Research Article

Multi-instrument analysis of medium-scale travelling ionospheric disturbances generated by an intense tropospheric jet-front system with severe convection in Europe in August 2023

¹ HUN-REN Institute of Earth Physics and Space Science, Csatkai str. 6-8., 9400, Sopron, Hungary
² Czech Republic Institute of Atmospheric Physics, Czech Academy of Sciences, Bocni II/1401, 141 00 Prague, Czech Republic
³ Leibniz-Institute of Atmospheric Physics at the University of Rostock, Kühlungsborn, Germany
⁴ Istituto Nazionale di Geofisica e Vulcanologia, Via di Vigna Murata 605, 00143 Rome, Italy
⁵ Sapienza Università di Roma, Piazzale Aldo Moro 5, 00185 Rome, Italy
⁶ Royal Meteorological institute of Belgium & Solar Terrestrial Centre of Excellence, Ringlaan 3, B-1180 Brussels, Belgium
⁷ HUN-REN-ELTE Space Research Group, Pázmány Péter sétány 1/A, 1117 Budapest, Hungary
⁸ Observatori de l'Ebre, CSIC – Universitat Ramon Llull, C.\ Observatori 3-A, 43520, Roquetes, Spain
⁹ Institute of Astronomy, Astrophysics, Space Applications & Remote Sensing, National Observatory Athens, Metaxa and Vas Pavlou, Palaia Penteli 15236, Greece

^* Corresponding author: bartav@ggki.hu

Received: 1 October 2024
Accepted: 27 May 2025

Abstract

Tropospheric jet-front systems and intense convection are known to be potential sources of atmospheric gravity waves (AGWs), which can propagate upward. When AGWs reach the height of the coupled thermosphere-ionosphere system, they interact with the ionised medium and cause wave-like oscillations known as travelling ionospheric disturbances (TIDs). The main purpose of the present study is to investigate medium-scale TID (MSTID) activity during the passage of a jet-front system using different observational techniques, namely: vertical ionospheric soundings at seven European ionosonde stations, Continuous Doppler Sounding System (CDSS) in Czech Republic, oblique Digisonde-to-Digisonde (D2D) sounding, and Total Electron Content (TEC) measurements provided by ground-based Global Navigation Satellite System (GNSS) receivers co-located with the ionosondes. A strong jet-front system accompanied by intense convection passed through continental Europe between 25 and 29 August 2023. The severe convection and the unusually persistent meridional jet stream caused a strong vertical wind shear across the entire troposphere, which was favourable to the generation of atmospheric gravity waves.
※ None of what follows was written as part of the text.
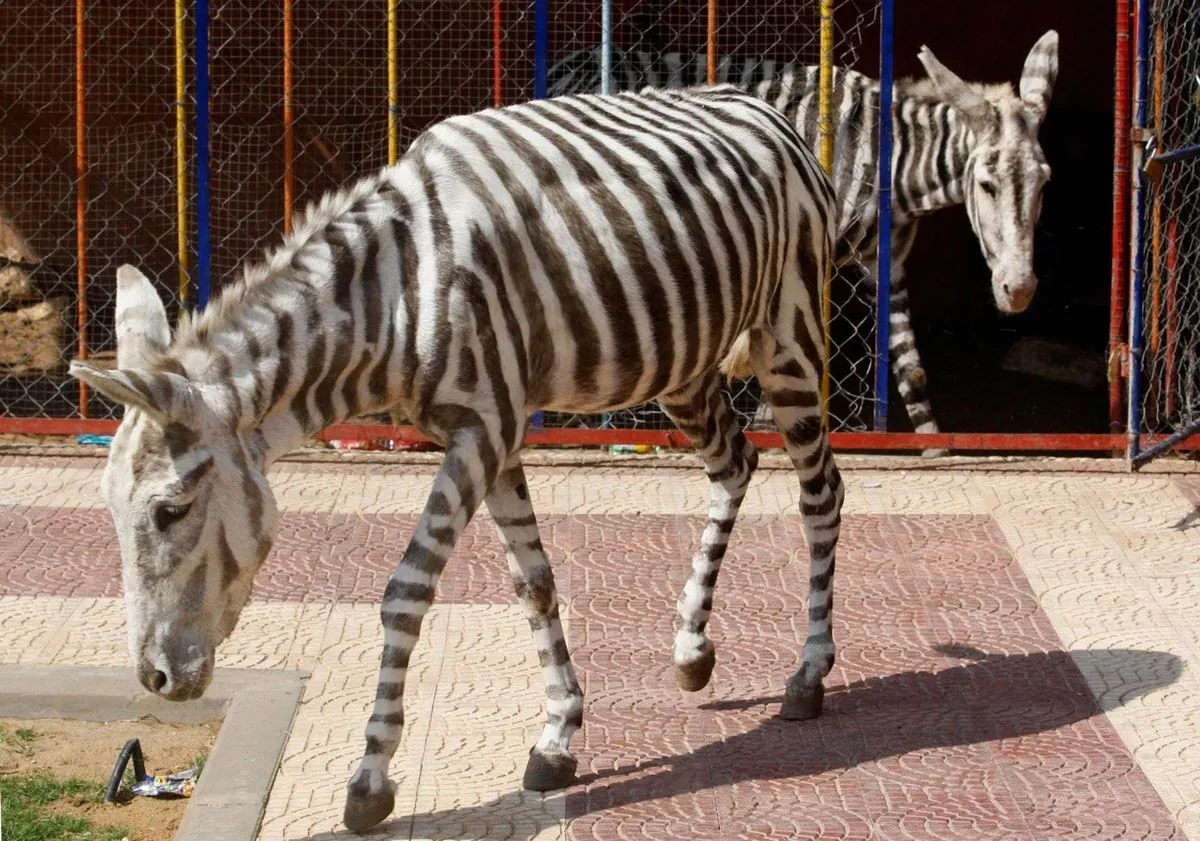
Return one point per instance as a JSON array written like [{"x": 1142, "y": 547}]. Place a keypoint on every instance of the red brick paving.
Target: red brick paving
[{"x": 952, "y": 712}]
During the event, the geomagnetic activity can be considered calm. The most intense MSTID activity was observed in ionograms, in the single station detrended TEC (dTEC) measurements, and also in the CDSS Doppler shift records during the daytime (~06–13 UT) on 27 August, when the jet stream reached its highest velocities (~200 km/h) over continental Europe. Signatures of MSTIDs were also observed during other analysed time periods of the event. Based on the ionospheric and meteorological observations, the location and time of these enhanced TID activities coincided with local thunderstorms and a Mesoscale Convective System (MCS) event. According to the records, the dominant periods of the disturbances varied between 15 and 70 min. When summarizing, our multi-instrumental observations confirmed that jet-front systems accompanied by severe tropospheric convection could be significant sources of AGWs, which reach the ionosphere and trigger MSTIDs.